Cryo-EM sample preparation and data collection.

UltrAuFoil 200 mesh R 2/2 grids (Electron Microscopy Services, Q250AR2A) were plasma treated in a Pelco Easiglow (25 mA, 120 s glow time and 20 s hold time; Ted Pella, 91000). Purified sample at 4 mg ml⁻¹ was supplemented with 100 µM CTZ and 500 µM memantine before ultracentrifugation (75,000g, 45 minutes at 4°C). Immediately prior to plunge-freezing, the sample was spiked with 1 mM Glu (pH 7.4). 3 µL of reaction mixture was applied to each grid. Grids were prepared using an FEI Vitrobot Mark IV (Thermo Fisher Scientific; wait time, 25 s; blot force, 8; blot time, 4 s) at 8°C and 100% humidity. Grids were imaged with a 300-kV Titan Krios 3i microscope equipped with a Falcon 4i camera and a Selectric energy filter set to 10-eV slit width. Micrographs were collected with a dose rate of 8.64 e⁻ /pixel/s and a total dose of 40.00 e⁻ /Ų. We collected a total of 7,009 micrographs (0.93 Å/pixel). Automated collection was performed with EPU software from Thermo Fisher Scientific.

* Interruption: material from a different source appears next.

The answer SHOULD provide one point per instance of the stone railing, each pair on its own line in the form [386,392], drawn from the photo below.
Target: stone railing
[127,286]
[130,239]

Cryo-EM Image Processing & Model Building.

Cryosparc was used for all aspects of cryo-EM image processing. Refer to figure S4 and Table 1 for details. All aspects of modeling, refinement, and analysis were performed with ChimeraX, Isolde, Coot, and Phenix made accessible through the SBgrid consortium (48–53). See Table 1 for details. The GluA2-γ2_EM activated state (pdb 5WEO) was used as a starting model. Model quality was assessed with MolProbity (54). Pore measurements were made with HOLE (55).

Data Availability:

Cryo-EM maps and structural coordinates will be deposited into the electron microscopy data bank (EMDB) and protein data bank (pdb), respectively, upon publication.